Visa transfers 2,000 transactions per second, whereas Bitcoin transfers 7 transactions per second. If bitcoin wants to establish itself as a currency that can be used daily by 7bn people worldwide it needs to scale up. What can to be done for Bitcoin to scale up its transaction processing volume?
- Do nothing. Since the popularity of Bitcoin is growing, the demand for transactions is growing. Since there is more demand than capacity, and the miners are processing first the transactions which offer a higher transaction fee, the cost of sending money with Bitcoin is going up. Currently an average bitcoin processing fee is 101,700 Satoshis, which is worth 2.5 USD. This means that paying for a cup of coffee with Bitcoin would cost another cup of coffee in payment fees. This also means that the backlog of unprocessed transactions is growing. At the time of writing this there are 507 unconfirmed transactions. At a rate of 7 transactions per second, if no more transactions are received, it will take 2.20 hours to confirm the backlog. Imagine having to wait 2.20 hours for your coffee payment to go through.. doing nothing does not seem like a viable option.
- Increase the block size. By design, Bitcoin generates one block every 10 minutes. This block can fit in as many transactions as possible as long as it’s size is below 1MB. One simple solution would be to increase this 1MB limit to 20MB for example. This would fit many more transactions per block, and the speed at which transactions are processed would increase. Bitcoin Improvement Proposal BIP100 describes this. The problem with this increase is that larger blocks would make full nodes more expensive to operate, which would decrease decentralisation as some nodes would no longer be able to bear the cost. A hard fork would be needed, risking splitting bitcoin in two cryptocurrencies, and all of this would not give a final solution, as the block size would need to increase periodically to support all the world’s future transactions. Off-chain transactions would be the only long-term solution.
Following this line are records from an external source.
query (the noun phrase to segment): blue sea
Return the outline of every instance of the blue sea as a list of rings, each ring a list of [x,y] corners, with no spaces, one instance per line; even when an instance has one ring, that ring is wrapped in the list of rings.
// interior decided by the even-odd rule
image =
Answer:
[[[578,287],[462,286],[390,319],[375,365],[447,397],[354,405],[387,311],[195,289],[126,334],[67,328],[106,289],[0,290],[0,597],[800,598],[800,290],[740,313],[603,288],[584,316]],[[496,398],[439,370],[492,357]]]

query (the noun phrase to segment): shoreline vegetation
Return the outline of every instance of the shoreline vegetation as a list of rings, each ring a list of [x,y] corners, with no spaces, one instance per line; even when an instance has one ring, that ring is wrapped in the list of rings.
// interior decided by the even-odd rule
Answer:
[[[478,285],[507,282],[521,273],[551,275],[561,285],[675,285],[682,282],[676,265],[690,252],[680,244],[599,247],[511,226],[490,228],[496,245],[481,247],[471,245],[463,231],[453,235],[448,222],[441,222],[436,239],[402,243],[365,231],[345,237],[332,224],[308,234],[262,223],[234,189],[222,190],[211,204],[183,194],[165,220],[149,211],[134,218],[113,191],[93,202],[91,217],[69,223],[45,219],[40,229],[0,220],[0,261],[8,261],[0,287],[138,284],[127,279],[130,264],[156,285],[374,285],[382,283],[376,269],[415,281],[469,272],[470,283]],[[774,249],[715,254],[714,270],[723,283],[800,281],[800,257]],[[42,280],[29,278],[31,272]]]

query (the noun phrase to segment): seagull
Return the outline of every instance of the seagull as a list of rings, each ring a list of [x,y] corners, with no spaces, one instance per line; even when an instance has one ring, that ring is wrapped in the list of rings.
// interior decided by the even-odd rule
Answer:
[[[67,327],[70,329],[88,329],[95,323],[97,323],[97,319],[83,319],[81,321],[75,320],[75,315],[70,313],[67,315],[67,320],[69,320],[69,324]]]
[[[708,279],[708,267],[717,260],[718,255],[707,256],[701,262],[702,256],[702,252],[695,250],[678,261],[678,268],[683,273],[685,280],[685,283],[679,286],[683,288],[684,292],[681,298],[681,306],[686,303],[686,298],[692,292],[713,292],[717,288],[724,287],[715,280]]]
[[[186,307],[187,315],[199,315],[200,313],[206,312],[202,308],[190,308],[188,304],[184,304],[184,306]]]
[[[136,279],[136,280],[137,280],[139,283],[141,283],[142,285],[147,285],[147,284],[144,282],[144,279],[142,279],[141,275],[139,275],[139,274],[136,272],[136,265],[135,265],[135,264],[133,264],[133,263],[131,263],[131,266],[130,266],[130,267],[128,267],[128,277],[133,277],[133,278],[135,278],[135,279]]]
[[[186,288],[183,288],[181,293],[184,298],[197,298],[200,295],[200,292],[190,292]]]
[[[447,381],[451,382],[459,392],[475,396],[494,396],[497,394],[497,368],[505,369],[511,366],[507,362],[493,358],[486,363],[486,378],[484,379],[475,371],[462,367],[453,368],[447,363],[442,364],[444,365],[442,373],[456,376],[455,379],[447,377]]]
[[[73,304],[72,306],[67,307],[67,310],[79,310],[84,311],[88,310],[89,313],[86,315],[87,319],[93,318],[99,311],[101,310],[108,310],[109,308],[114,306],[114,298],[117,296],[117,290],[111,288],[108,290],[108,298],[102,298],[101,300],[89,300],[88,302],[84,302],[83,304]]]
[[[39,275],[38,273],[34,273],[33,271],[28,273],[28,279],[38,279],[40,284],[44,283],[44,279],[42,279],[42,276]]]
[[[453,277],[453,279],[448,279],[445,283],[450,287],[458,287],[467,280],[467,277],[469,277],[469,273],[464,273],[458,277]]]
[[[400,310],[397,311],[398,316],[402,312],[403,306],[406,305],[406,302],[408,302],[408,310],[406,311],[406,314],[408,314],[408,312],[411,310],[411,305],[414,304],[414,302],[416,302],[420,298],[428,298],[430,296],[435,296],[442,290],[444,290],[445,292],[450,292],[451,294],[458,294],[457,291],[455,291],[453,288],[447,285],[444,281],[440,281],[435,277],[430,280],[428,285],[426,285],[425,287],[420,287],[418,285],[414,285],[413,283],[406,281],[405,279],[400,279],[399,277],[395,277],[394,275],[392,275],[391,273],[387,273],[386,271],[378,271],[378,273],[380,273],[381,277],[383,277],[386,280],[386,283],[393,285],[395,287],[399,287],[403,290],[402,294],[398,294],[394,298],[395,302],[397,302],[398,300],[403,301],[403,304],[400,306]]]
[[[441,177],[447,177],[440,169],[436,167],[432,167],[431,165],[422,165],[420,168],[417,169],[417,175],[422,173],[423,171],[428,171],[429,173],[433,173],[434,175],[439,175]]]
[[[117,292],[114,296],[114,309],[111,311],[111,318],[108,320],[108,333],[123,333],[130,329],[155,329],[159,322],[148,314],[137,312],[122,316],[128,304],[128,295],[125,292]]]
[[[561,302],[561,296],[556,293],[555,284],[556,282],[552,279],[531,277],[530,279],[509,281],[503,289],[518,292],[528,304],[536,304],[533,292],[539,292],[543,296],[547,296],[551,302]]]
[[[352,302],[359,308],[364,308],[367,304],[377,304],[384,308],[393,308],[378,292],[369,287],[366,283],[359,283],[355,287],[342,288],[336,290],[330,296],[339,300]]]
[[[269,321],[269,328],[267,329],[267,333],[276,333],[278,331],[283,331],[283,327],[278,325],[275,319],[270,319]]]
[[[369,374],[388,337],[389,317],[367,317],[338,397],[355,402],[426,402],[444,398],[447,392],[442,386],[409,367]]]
- Use each block more efficiently. In December 2015, at the Hong Kong Bitcoin Scaling event, Pieter Wuille introduced the idea of Segregated Witness, a modification to bitcoin which would reduce the amount of information needed for each block. This freed-up space could be used to introduce more transactions per block. The advantage of this approach is that it can be done with a soft fork minimising the risk of splitting bitcoin into two cryptocurrencies.
- Minimise the number of on-chain transactions. Joseph Poon & Thaddeus Dryja wrote in January 2016 the Lightning network whitepaper. This would enable minimising the number of transactions that need to go into the blockchain by adding a layer on top which would create one to one payment channels. These payment channels which would be fully collateralised IOUs between counterparties would form a network with which a payment could be routed. This is similar to the concept that Ripple is using, which in turn is similar to the concept of correspondent banking.
A heated debate has split the Bitcoin community for the last year. Developers, miners, markets and users could not agree on how to solve the problem, as every option had risks.
At the Consensus 2017 Conference an agreement seems to have been found. The option agreed is to implement Segwit with a 2MB block. Although even after this middle ground has been found, heated debate goes on.
Hopefully the bitcoin community will be able to find a way to find consensus, not only in the blockchain, but also in the way to evolve in order to meet the challenges that will be found.